正则表达式:\ w-"_" +“-"在UTF-8中 [英] RegEx: \w - "_" + "-" in UTF-8
问题描述
我需要一个匹配UTF-8字母和数字,破折号(-
)但不匹配下划线(_
)的正则表达式,但我尝试了这些愚蠢的尝试,但未成功:
I need a regular expression that matches UTF-8 letters and digits, the dash sign (-
) but doesn't match underscores (_
), I tried these silly attempts without success:
-
([\w-^_])+
-
([\w^_]-?)+
-
(\w[^_]-?)+
([\w-^_])+
([\w^_]-?)+
(\w[^_]-?)+
\w
是[A-Za-z0-9_]
的简写,但如果设置了u
修饰符,它也可以匹配UTF-8字符.
The \w
is shorthand for [A-Za-z0-9_]
, but it also matches UTF-8 chars if I have the u
modifier set.
有人可以帮我吗?
推荐答案
尝试一下:
(?:[\w\-](?<!_))+
它对编码为\ w(或破折号)的任何东西进行简单匹配,然后在后面留有零宽度,以确保刚匹配的字符不是下划线.
It does a simple match on anything that is encoded as a \w (or a dash) and then has a zero-width lookbehind that ensures that the character that was just matched is not a underscore.
否则,您可以选择这个:
Otherwise you could pick this one:
(?:[^_\W]|-)+
这是一种基于集合的方法(请注意大写的W)
which is a more set-based approach (note the uppercase W)

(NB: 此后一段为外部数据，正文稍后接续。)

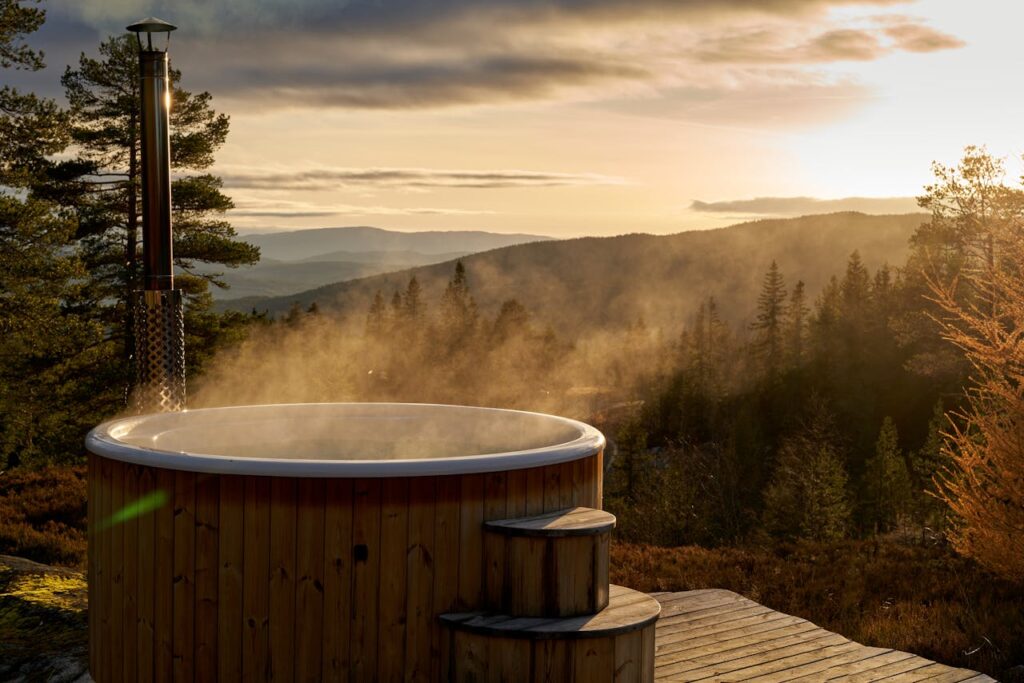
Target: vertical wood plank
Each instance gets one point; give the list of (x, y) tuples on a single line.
[(445, 559), (207, 551), (117, 630), (535, 491), (103, 569), (92, 485), (594, 659), (471, 542), (366, 577), (516, 506), (337, 579), (420, 579), (163, 609), (309, 585), (229, 585), (647, 667), (256, 564), (552, 662), (184, 577), (629, 657), (283, 573), (495, 507), (565, 475), (552, 487), (394, 550), (146, 578), (130, 612)]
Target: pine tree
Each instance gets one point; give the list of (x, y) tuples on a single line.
[(796, 326), (887, 481), (459, 313), (768, 326), (806, 497), (102, 183)]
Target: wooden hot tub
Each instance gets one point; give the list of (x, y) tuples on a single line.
[(308, 542)]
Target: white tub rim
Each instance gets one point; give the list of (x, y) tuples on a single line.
[(102, 440)]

好的,我对php的PCRE风格的unicode有很多乐趣:D Peekaboo说有一个简单的解决方案:
OK, I had a lot of fun with unicode in php's flavor of PCREs :D Peekaboo says there is a simple solution available:
[\p{L}\p{N}\-]+
\ p {L}匹配任何符合字母的unicode(注意:不是单词字符,因此没有下划线),而\ p {N}匹配任何看起来像数字的东西(包括罗马数字和更多奇特的东西) ).
\-只是一个逃脱的破折号.尽管不是绝对必要,但我倾向于将字符类中的短划线转义为重点...请注意,unicode中有数十种不同的短划线,因此产生了以下版本:
\p{L} matches anything unicode that qualifies as a Letter (note: not a word character, thus no underscores), while \p{N} matches anything that looks like a number (including roman numerals and more exotic things).
\- is just an escaped dash. Although not strictly necessary, I tend to make it a point to escape dashes in character classes... Note, that there are dozens of different dashes in unicode, thus giving rise to the following version:
[\p{L}\p{N}\p{Pd}]+
其中"Pd"是标点符号,包括但不限于我们的减号-小东西. (请注意,此处再次没有下划线).
Where "Pd" is Punctuation Dash, including, but not limited to our minus-dash-thingy. (Note, again no underscore here).
这篇关于正则表达式:\ w-"_" +“-"在UTF-8中的文章就介绍到这了,希望我们推荐的答案对大家有所帮助,也希望大家多多支持IT屋!